Established by the U.S. Constitution in 1789, the patent system grants inventors a temporary monopoly in exchange for publicly disclosing their inventions. Once a patent expires, others are free to replicate the innovation. This system balances private incentives with public benefits, rewarding inventors while promoting the spread of knowledge and long-term competition. 

Pharmaceutical patents for name-brand drugs typically last 20 years. High U.S. prescription drug prices provide strong incentives for innovation, a widely recognized success of the patent system. But higher prices also drive up healthcare costs, and Americans pay more for name-brand prescriptions than people in other countries. In response, President Trump signed an executive order aimed at lowering drug prices. 

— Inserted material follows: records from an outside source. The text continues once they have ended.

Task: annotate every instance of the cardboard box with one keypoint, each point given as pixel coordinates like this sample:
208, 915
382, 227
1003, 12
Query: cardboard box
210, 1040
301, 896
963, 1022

However, 92% of prescriptions in the U.S. are filled with generics, which account for less than 13% of total drug spending. The authors of “The Economics of Generic Drug Shortages” note that while generic drugs have dramatically reduced healthcare costs, many have been in short supply in the past decade, including antibiotics such as amoxicillin and chemotherapy agents. 

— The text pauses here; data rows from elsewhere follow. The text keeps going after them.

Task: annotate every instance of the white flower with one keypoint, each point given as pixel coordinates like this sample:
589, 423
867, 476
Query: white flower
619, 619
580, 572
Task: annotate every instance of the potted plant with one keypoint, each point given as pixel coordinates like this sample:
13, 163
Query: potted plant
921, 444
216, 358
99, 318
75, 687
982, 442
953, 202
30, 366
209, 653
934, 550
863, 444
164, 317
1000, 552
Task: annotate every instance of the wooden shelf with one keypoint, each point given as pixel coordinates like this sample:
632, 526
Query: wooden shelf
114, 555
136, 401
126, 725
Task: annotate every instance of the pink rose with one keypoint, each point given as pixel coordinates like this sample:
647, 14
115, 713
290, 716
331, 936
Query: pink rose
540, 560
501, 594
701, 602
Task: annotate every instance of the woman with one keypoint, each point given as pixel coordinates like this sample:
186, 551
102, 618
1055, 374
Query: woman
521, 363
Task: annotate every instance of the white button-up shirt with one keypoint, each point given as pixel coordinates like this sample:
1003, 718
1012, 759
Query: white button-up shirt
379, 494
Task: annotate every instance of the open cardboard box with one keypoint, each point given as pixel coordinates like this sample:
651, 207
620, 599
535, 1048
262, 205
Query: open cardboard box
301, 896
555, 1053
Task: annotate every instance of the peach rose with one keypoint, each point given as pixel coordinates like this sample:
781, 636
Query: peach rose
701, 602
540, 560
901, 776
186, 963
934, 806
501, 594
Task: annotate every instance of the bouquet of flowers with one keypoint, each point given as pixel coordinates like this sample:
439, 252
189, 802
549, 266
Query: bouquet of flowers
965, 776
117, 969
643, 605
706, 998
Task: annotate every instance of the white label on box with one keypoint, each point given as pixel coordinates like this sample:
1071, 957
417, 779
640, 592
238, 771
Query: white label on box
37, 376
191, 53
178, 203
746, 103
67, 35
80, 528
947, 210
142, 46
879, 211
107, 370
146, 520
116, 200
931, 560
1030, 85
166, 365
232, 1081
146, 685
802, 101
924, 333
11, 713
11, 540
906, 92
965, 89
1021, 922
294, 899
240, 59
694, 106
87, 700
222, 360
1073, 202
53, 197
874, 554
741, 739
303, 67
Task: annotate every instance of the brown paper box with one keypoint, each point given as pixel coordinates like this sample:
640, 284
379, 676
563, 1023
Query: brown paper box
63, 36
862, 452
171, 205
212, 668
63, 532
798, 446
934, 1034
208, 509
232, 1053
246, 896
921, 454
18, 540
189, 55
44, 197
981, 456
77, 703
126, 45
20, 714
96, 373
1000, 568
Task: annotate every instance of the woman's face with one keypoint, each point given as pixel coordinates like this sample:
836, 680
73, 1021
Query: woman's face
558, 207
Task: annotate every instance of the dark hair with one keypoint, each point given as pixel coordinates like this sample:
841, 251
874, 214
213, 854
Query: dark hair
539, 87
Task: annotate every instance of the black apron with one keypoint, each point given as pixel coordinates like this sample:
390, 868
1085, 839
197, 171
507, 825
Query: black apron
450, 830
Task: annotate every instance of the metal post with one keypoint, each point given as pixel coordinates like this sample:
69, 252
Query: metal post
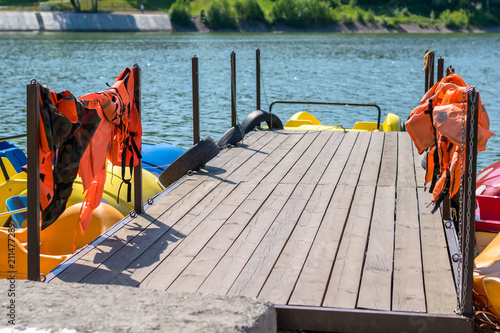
233, 89
447, 208
257, 74
33, 117
440, 69
138, 169
469, 202
196, 101
429, 72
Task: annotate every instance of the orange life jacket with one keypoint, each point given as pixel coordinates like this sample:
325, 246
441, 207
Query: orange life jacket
436, 125
66, 128
118, 138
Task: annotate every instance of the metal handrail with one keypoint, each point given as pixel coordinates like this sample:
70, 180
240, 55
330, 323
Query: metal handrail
330, 103
12, 137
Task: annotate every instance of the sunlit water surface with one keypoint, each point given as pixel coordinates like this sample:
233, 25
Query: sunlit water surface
385, 69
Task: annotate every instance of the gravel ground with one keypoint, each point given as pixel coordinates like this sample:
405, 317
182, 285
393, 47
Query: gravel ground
71, 307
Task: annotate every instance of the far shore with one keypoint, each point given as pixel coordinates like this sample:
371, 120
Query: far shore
357, 27
151, 24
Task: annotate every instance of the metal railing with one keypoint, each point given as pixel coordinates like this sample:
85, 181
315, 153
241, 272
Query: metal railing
461, 243
379, 114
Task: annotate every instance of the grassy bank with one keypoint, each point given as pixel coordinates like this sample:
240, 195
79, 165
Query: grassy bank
220, 14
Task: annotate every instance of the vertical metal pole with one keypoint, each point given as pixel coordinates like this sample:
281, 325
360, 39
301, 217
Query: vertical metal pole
138, 169
440, 73
469, 202
429, 72
257, 74
447, 208
233, 89
196, 101
33, 117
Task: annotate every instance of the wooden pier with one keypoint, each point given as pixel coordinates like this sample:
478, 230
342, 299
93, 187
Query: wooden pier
334, 228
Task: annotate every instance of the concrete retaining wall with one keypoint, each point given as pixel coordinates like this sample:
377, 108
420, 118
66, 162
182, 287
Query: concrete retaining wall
55, 21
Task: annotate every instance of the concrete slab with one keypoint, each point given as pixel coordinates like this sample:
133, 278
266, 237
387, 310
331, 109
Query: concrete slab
72, 307
18, 21
105, 22
56, 21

Economically, a shortage occurs when demand exceeds supply at current prices. Typically, higher prices resolve shortages. However, in the generic drug market, price competition can actually exacerbate shortages. Hospitals, insurers, and wholesalers often lock in low prices through long-term contracts. To stay competitive, manufacturers cut costs by concentrating production in one or two facilities, often overseas in India and China, and avoid investing in spare capacity. 

The lack of spare capacity, combined with just-in-time inventory systems, limits flexibility and the ability to increase production rapidly. When demand increases, such as during disease outbreaks or the introduction of new uses (like GLP-1 inhibitors for weight loss), manufacturers struggle to increase production quickly. Cost-cutting can also compromise quality control, resulting in recalls and additional shortages. Natural disasters that cause plant shutdowns and geopolitical tensions that disrupt imports from India and China further exacerbate the risk of shortages. 

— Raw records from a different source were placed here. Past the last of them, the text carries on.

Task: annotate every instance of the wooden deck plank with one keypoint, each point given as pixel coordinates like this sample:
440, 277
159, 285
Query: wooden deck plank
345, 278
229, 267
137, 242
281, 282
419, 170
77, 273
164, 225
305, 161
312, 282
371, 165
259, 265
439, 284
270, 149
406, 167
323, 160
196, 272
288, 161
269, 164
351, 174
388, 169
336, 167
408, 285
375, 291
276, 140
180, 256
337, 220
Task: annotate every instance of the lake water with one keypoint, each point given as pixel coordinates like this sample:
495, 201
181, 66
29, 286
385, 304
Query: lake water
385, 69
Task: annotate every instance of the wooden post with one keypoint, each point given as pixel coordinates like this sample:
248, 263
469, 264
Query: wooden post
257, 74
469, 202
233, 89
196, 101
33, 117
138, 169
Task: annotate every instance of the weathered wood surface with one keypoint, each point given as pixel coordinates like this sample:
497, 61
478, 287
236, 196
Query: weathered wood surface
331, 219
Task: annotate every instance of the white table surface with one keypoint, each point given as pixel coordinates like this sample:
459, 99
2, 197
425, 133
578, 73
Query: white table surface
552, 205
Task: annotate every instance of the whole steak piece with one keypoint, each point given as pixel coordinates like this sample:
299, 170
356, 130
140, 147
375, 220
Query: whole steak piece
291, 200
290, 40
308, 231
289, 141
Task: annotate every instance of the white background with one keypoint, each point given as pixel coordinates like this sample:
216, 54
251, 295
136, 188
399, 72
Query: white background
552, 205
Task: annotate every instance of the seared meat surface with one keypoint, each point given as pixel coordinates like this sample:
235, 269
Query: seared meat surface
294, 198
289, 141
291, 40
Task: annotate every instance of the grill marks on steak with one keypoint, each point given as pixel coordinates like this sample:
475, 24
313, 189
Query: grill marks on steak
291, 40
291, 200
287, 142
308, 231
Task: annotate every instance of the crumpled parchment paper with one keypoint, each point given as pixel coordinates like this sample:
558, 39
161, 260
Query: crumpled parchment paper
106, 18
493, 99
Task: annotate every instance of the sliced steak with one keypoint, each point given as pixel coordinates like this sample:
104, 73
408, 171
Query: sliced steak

How can shortages be reduced? Pay more for quality, such as sourcing from vetted manufacturers. Speeding up FDA approvals for new producers and improving oversight of manufacturing quality may decrease supply disruptions. Reducing dependence on countries with geopolitical risks is also an option.  

Drug shortages disproportionately affect chemotherapy, antimicrobials, ADHD medications, and IV fluids. Shortages create real consequences for patient care and public health. Paying for high-quality additional production is a form of insurance, much like paying firefighters to be available in case of a fire.